Freddie concluded with a parting gift of two AI ‘tells’: which are, use of the em-dash; and, more recently, the word ‘quietly’, apparently.
So, with the soul-searching part of the webinar over, the focus switched to Matters Arising and questions from the floor. When Claire asked Martin about his use of AI, he was happy to endorse its use as an editing tool when writing to strict AR word counts. ‘I find it incredibly helpful when editing things down from, say, 155 words to 150. It's really good at that.’
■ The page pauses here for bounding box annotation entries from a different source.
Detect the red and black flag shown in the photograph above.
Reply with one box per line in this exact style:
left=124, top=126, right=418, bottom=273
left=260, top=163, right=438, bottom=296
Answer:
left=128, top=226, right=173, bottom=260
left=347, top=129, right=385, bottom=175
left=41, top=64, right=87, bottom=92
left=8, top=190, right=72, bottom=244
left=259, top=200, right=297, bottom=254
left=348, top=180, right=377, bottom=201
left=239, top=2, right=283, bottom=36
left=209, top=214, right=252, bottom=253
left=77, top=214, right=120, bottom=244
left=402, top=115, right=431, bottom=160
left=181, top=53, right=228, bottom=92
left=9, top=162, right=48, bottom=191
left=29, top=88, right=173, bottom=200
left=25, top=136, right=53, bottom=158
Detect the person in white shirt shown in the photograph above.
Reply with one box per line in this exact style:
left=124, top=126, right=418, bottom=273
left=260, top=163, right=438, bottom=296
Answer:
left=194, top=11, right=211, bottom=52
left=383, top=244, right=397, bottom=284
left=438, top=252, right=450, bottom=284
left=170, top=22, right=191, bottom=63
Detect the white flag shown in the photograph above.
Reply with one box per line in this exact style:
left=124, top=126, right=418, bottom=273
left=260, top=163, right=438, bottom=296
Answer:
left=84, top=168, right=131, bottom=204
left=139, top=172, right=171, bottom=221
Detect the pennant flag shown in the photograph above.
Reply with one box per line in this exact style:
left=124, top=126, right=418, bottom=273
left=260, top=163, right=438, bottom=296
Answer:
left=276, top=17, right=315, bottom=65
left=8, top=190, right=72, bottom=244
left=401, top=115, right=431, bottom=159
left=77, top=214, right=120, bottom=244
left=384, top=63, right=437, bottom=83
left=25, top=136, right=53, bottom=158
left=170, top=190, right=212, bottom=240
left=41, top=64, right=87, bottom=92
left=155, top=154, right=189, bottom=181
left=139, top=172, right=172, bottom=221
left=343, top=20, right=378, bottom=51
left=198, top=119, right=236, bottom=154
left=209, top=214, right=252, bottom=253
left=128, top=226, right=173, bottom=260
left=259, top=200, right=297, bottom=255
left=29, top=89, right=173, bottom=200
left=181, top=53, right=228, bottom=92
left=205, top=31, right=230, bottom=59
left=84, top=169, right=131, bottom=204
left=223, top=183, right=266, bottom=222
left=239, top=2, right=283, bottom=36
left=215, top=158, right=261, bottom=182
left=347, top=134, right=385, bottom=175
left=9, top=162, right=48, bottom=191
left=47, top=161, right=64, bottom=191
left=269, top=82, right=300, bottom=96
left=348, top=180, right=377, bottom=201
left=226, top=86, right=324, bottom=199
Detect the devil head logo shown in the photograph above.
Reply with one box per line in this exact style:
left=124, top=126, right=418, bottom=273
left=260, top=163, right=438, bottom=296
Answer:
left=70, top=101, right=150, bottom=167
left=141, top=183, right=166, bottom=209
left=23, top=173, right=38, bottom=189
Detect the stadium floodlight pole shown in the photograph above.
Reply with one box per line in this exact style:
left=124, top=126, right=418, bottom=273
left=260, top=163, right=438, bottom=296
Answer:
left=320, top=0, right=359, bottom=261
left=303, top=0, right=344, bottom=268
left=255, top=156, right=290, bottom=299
I can relate. Nothing’s more frustrating or time-consuming than rejigging whole passages just to fit a box on a page or screen. Which, I hasten to add, is totally different from Freddie’s rightful condemnation of using AI to generate text. And just like that, we’re into the weeds of it, aren’t we? We’re going to need a whole new vocabulary just to describe the various acts and applications of writing, both human and electronic.
And now I really must wrap up, or my verbosity will have those AI-detecting antennae twitching. But much more emerged from the questions that followed… wondrous tales of CEOs frozen in time, of good news presented as bad, of the PhD student in your pocket… which you can hear all about by watching the playback.
As ever, the last word was left to our guests. What’s the future, asked Claire; AI all over our ARs?
Martin: Who knows where it’s going! Agentic AI?
Diana: Take it all with a pinch of salt, we’re still in the experimental phase. People are working hard to write tools that are beneficial. Keep experimenting and learning.
Freddie: Impossible to predict. In six months’ time it will all be different. Harness the core principle of trust as a grounding mechanism.